Causes of adolescent loneliness vary by race, class and culture.

“What’s going on with low-income kids in rural areas or low-income kids in areas of concentrated poverty is really different from what’s going on with affluent kids in suburbs,” Weissbourd said.

Social media itself is, psychologically speaking, a mixed bag.

The social maelstrom of Instagram drives some teens into depression. For other young people, social media can bring connection. Nonbinary and transgender teens, for example, have reported joy and empowerment in discovering people like themselves through social media.

“I’m thinking about a gay kid in Montana, and he’s completely on his own, and he doesn’t really know anyone he can talk to,” Hoffman said. “But he’s developed a community online, and he’s got connections with gay kids all over the country.”

Other research suggests teens may ultimately be better off with a social media life than without one.

One 2022 study found that teens reported lower self-esteem when their Internet access was poor or nonexistent. The survey also found that adolescent self-esteem suffered when parents wielded strict control over screen time.

“There’s such strong rhetoric out there about the harms associated with these screens, but to be honest, the data is so weak,” said Keith Hampton, a professor of media and information at Michigan State University and co-author of the study.

“All the data supports the notion that adolescents who spend more time using social media spend more time in person with their friends,” he said.

Twenge agrees with that point. But she also notes that teens are spending less overall face time with their friends today than before the social media era.

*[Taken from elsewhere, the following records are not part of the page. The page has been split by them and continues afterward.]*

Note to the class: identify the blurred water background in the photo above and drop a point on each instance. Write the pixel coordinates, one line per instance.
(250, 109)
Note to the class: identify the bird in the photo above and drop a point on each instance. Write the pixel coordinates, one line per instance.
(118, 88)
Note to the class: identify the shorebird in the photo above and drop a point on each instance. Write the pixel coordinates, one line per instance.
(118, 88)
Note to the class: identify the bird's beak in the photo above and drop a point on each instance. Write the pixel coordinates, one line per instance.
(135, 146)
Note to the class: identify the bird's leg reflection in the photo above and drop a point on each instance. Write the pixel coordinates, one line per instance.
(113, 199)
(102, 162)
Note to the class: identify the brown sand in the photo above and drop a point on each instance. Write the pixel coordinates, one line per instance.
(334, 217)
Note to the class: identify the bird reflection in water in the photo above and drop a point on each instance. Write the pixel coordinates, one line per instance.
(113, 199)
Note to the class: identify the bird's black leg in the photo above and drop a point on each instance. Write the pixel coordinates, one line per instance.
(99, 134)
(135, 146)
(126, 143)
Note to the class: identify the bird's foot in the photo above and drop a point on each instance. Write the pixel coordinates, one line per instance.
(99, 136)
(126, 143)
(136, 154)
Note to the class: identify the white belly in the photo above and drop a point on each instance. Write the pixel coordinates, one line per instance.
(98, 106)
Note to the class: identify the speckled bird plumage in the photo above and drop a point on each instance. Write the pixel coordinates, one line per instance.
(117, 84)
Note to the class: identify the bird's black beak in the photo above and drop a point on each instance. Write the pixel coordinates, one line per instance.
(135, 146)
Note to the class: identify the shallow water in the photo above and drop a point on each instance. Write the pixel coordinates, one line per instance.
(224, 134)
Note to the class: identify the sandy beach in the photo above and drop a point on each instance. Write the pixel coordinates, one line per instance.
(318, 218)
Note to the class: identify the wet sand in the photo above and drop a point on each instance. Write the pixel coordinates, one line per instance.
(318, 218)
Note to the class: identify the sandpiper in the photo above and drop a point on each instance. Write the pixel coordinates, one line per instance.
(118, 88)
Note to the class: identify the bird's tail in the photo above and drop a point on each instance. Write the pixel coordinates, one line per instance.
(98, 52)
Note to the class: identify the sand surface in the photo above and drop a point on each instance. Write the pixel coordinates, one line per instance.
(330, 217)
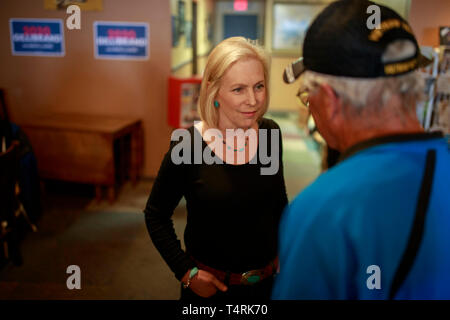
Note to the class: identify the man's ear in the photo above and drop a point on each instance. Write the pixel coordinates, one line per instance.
(332, 101)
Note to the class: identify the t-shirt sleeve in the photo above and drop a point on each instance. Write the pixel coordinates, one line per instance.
(166, 193)
(313, 250)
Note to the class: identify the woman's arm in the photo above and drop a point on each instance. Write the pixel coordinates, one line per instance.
(166, 193)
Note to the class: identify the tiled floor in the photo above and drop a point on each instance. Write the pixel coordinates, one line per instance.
(110, 243)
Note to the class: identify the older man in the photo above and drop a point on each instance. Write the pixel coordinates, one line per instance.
(377, 225)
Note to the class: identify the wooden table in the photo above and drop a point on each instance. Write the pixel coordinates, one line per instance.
(99, 150)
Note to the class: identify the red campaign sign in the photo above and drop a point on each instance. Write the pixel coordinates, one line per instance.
(27, 30)
(121, 33)
(240, 5)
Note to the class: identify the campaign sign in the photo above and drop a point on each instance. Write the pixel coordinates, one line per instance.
(121, 40)
(37, 37)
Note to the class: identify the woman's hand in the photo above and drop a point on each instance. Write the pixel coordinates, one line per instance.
(205, 284)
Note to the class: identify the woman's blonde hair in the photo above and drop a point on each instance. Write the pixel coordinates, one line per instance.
(221, 58)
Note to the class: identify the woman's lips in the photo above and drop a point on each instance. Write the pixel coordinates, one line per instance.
(249, 114)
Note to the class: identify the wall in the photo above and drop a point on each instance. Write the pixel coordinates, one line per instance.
(426, 16)
(80, 83)
(181, 62)
(283, 96)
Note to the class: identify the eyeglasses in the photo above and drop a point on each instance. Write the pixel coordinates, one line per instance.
(303, 97)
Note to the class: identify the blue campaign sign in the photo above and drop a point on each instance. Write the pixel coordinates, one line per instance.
(37, 37)
(121, 40)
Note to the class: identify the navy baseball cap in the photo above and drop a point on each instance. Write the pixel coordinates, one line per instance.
(339, 42)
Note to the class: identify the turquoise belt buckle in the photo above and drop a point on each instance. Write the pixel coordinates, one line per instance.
(251, 277)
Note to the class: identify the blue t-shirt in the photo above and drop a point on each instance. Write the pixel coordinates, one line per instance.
(343, 237)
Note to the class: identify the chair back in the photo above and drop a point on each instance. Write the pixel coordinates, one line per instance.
(9, 168)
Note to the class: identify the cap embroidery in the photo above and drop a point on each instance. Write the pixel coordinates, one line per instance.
(387, 25)
(400, 67)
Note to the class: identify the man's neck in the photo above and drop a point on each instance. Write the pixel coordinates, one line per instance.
(354, 137)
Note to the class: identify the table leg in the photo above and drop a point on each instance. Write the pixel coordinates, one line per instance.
(98, 193)
(136, 145)
(111, 194)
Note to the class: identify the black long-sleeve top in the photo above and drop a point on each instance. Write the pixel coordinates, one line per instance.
(233, 211)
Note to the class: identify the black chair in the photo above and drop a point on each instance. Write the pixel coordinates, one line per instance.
(10, 206)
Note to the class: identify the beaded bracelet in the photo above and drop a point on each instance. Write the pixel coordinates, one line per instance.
(192, 274)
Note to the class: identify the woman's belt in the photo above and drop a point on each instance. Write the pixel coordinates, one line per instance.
(246, 278)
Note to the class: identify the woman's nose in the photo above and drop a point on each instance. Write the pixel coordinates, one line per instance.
(251, 98)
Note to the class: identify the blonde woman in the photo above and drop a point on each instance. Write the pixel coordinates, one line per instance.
(233, 205)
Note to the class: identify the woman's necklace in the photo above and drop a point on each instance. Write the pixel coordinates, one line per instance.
(240, 150)
(229, 148)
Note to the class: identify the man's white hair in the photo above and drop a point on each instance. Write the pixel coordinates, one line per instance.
(370, 92)
(375, 92)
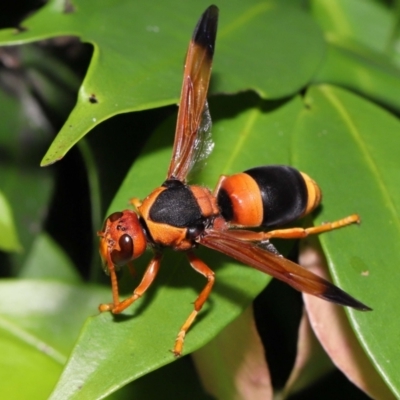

As a group of friends migrates from mall gatherings to Instagram, Twenge explains, its most sociable member may spend more time than the others in both in-person and virtual get-togethers. But the group still winds up spending less face time together, in the end.

“There’s a big difference between being in the same place with someone and interacting with someone electronically,” she said. “When you’re in the same room with someone in real time, you’re having a conversation, you can see the look on their face, you can touch each other, and all of these things are important for teens.”